Dans la dernière et cinquième partie, l’Antiquité tardive est mise en perspective, par une comparaison entre l’État romain et d’autres types d’Empires (chapitre de J. Haldon, que nous avons déjà évoqué) et par le regard sur l’Antiquité tardive d’un byzantiniste, Petre Guran, qui montre quelle Antiquité tardive survécut à Byzance, quelle hagiographie, quels romans ou quels traités chrétiens modelèrent les esprits de ce Moyen Âge grec (ch. 35) et d’un spécialiste de la Renaissance (ch. 36 de Christopher S. Celenza).

Enfin, dans l’index, on a noté quelques erreurs, certainement imputables à la masse des données recueillies : ainsi, le rhéteur Procope de Gaza (cité p. 474-475) a disparu sous l’entrée dédiée à l’historien Procope de Césarée ; quant à l’historien et philosophe de la fin du ve siècle, Q. Aurelius Memmius Symmachus iunior, arrière-petit-fils de l’orateur Q. Aurelius Symmachus (cité p. 422-423), il a été éclipsé par son célèbre aïeul.
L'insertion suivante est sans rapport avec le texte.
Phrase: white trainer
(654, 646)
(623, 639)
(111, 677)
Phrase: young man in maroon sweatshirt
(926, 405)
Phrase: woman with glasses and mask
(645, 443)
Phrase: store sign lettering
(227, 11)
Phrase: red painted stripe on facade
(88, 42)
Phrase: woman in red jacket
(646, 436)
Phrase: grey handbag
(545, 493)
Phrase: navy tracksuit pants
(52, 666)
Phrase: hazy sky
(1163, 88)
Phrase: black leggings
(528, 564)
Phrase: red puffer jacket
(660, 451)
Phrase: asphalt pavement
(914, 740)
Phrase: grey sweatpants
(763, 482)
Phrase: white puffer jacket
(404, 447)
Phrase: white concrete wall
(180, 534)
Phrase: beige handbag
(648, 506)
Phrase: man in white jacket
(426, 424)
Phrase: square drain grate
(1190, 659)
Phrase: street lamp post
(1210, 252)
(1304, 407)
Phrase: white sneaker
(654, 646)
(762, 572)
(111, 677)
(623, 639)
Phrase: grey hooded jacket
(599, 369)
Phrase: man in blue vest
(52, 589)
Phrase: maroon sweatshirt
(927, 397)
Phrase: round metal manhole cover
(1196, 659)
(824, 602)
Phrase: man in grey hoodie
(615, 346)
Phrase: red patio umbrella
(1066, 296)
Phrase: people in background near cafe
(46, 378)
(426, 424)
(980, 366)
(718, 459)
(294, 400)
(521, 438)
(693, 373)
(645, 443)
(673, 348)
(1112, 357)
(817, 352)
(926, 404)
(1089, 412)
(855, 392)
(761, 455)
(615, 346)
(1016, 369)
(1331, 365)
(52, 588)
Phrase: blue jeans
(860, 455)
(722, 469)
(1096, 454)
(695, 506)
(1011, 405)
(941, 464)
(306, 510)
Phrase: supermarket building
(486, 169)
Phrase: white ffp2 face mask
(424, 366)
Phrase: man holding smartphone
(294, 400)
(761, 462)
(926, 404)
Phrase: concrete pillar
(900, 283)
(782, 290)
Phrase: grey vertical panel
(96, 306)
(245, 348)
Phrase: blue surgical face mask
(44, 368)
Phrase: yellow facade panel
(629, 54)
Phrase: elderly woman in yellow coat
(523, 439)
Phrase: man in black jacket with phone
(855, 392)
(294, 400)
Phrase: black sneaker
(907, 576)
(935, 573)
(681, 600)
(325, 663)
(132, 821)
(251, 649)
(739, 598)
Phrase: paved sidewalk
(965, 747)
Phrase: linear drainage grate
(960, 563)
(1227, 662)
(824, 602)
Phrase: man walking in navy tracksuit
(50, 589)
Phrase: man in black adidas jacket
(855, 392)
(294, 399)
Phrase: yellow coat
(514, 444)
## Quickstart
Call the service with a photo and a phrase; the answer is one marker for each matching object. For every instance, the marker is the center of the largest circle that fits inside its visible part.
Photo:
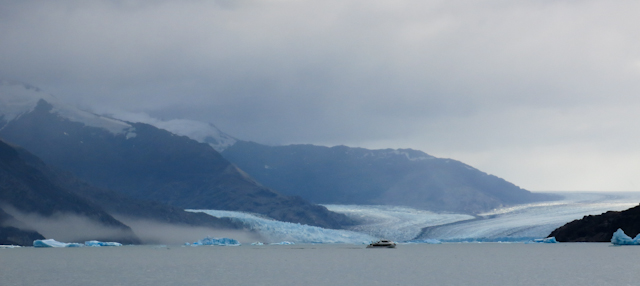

En conclusion, ce volume est une somme de chapitres aux qualités et à l’intérêt manifestes, souvent abordés avec une réelle rigueur scientifique, une bibliographie riche, internationale — quoique pas dans tous les cas — et à jour ; certains sont même destinés à demeurer des synthèses importantes. Il ne couvre toutefois pas tous les champs de l’Antiquité tardive, on l’a noté. Certains chapitres restent en effet trop cantonnés au champ restreint de la spécialité de leur auteur pour servir de synthèses utiles à des étudiants. Mais malgré les manques relevés ici et là, on saluera tout de même, pour finir, la vision vaste donnée sur l’Antiquité tardive et le souci de mettre en valeur des zones de la recherche actuelle trop rarement éclairées dans ce genre de synthèse.